Other lines are as bad or worse:
StandardAnalyzer
: a saudade é dor volta meu amor
PortugueseAnalyzer
: saudad é dor volt amor
BrazilianAnalyzer
: saudad é dor volt amor
Here you can see that the Portuguese and Brazilian Portuguese analyzers produced the same output—but it is the same broken output, as "volta" sure needs to stay "volta" (and not "volt") if I'm very going to get my love to come back to me.
Am I making some serious mistake with the Lucene core libraries and language analyzers? The output makes no sense, and I'm surprised that analyzers for such a common language would mangle the tokens like that.
Looking at the code for the PortugueseAnalyzer
and the BrazilianAnalyzer
, it looks like these analyzers are performing stemming. (I'm a little new to coding Lucene, so it's not something I expected.) So for indexing, maybe this is what the authors intended. Perhaps "você" is a stem for "você" and "vocês". And I guess "volt" is the stem of the verb (infinitive form) "voltar". (But "saudad" is not what I would expect for the stem of "saudade", but again, this aspect of text analysis is a bit new to me.)

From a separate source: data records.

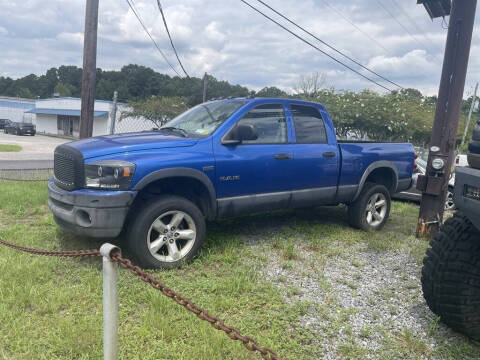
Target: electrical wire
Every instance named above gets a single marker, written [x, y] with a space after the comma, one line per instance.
[313, 46]
[132, 7]
[354, 25]
[401, 25]
[168, 33]
[328, 45]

For my particular use case, I just want to tokenize the words and skip stop words. I can't find a way to turn off stemming for the PortugueseAnalyzer
and the BrazilianAnalyzer
, so I guess I'll just use a StandardAnalyzer
but use the stop words from the language-specific analyzer, like this:
final Analyzer analyzer;
try (BrazilianAnalyzer ptBRAnalyzer = new BrazilianAnalyzer()) {
analyzer = new StandardAnalyzer(ptBRAnalyzer.getStopwordSet());
}
That's a little roundabout, but at least that gives me more what I was looking for:
StandardAnalyzer
: a saudade é dor volta meu amor
StandardAnalyzer
with PortugueseAnalyzer
stop words: saudade é dor volta amor
StandardAnalyzer
with BrazilianAnalyzer
stop words: saudade é dor volta meu amor
That's better. But apparently the Portuguese analyzer thinks "meu" is a stop word, even though the Brazilian analyzer does not. I would guess that the word for "my" pretty much means the same in Portugal Portuguese and Brazilian Portuguese; it seems odd the two analyzers would disagree on whether it should be a stop word by default.